To imagine all this cannot be difficult, I suspect, even for the very young. But to resent it is natural. Must one be forced to relive these horrors? Why? The answer, of course, is yes, one must, because this is the truth. And then? Then questions arise, such questions as Ivan Karamazov asked about the suffering of innocent children, bringing his saintly brother to admit, against all the teachings of Christianity, that such outrages as he described could not, and should not, be forgiven. Anatoly Kuznetsov’s aim is more practical than Ivan Karamazov’s. He means his story to be a warning, and a weapon:
It is not my intention to be original, and what I am saying is common knowledge. But I should like to mention vigilance once again. I want especially to remind all the young, the healthy and active, for whom this book is meant, of their responsibility for the fate of man. Comrades and friends! Brothers and sisters! Ladies and gentlemen! Please pause at your pursuits and recreations for a moment! Not all is well with the world!…Comrades and friends, brothers and sisters, ladies and gentlemen! CIVILIZATION IS IN DANGER!

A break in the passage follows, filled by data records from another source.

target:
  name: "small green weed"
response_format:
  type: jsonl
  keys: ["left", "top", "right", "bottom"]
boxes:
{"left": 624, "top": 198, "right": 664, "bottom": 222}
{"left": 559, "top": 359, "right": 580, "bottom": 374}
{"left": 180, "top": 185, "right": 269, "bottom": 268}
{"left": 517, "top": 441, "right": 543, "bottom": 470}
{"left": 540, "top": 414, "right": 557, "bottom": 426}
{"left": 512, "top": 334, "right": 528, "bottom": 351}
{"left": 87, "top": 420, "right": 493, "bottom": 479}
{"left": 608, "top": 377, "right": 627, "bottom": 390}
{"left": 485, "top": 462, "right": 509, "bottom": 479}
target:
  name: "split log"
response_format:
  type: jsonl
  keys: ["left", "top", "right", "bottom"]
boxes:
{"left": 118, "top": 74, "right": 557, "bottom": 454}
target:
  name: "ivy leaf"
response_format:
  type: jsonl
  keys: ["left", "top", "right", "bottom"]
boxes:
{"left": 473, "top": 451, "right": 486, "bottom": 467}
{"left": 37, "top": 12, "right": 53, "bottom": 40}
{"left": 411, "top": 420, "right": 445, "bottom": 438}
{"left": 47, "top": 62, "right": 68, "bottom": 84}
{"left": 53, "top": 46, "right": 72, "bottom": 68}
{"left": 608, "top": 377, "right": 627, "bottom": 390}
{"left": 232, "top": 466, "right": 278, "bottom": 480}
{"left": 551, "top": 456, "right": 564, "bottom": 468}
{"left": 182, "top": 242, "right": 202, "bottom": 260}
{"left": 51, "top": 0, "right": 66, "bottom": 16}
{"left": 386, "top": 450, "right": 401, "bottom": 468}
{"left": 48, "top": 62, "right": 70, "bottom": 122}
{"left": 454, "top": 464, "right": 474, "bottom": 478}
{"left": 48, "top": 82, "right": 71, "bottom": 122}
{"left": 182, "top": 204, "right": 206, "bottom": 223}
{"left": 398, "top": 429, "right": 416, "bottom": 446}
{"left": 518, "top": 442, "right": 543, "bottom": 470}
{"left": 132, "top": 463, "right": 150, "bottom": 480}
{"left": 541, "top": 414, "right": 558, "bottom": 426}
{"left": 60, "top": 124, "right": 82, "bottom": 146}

Yes, we know, even without Babi Yar, that civilization is in danger. Each day’s news reminds us of this. And Kuznetsov, with Sholokhov, has drawn a picture of what happens when civilization falls and men must deal, as Sholokhov says, “not with human beings but with degenerate mongrels maddened with blood.” We stare at the hideous truth, we gather statistics, but can we grasp this barbarism, the infernal sadism of which men are capable, the depths of degeneracy to which they can succumb? The mind staggers under the weight of the evil with which it is charged and which it has to bear; but out of it, it can create surrealist fantasies like Zamyatin’s or unsophisticated, passionately narrow tales like Sholokhov’s, full of stoicism, simple affection, and implacable hatred.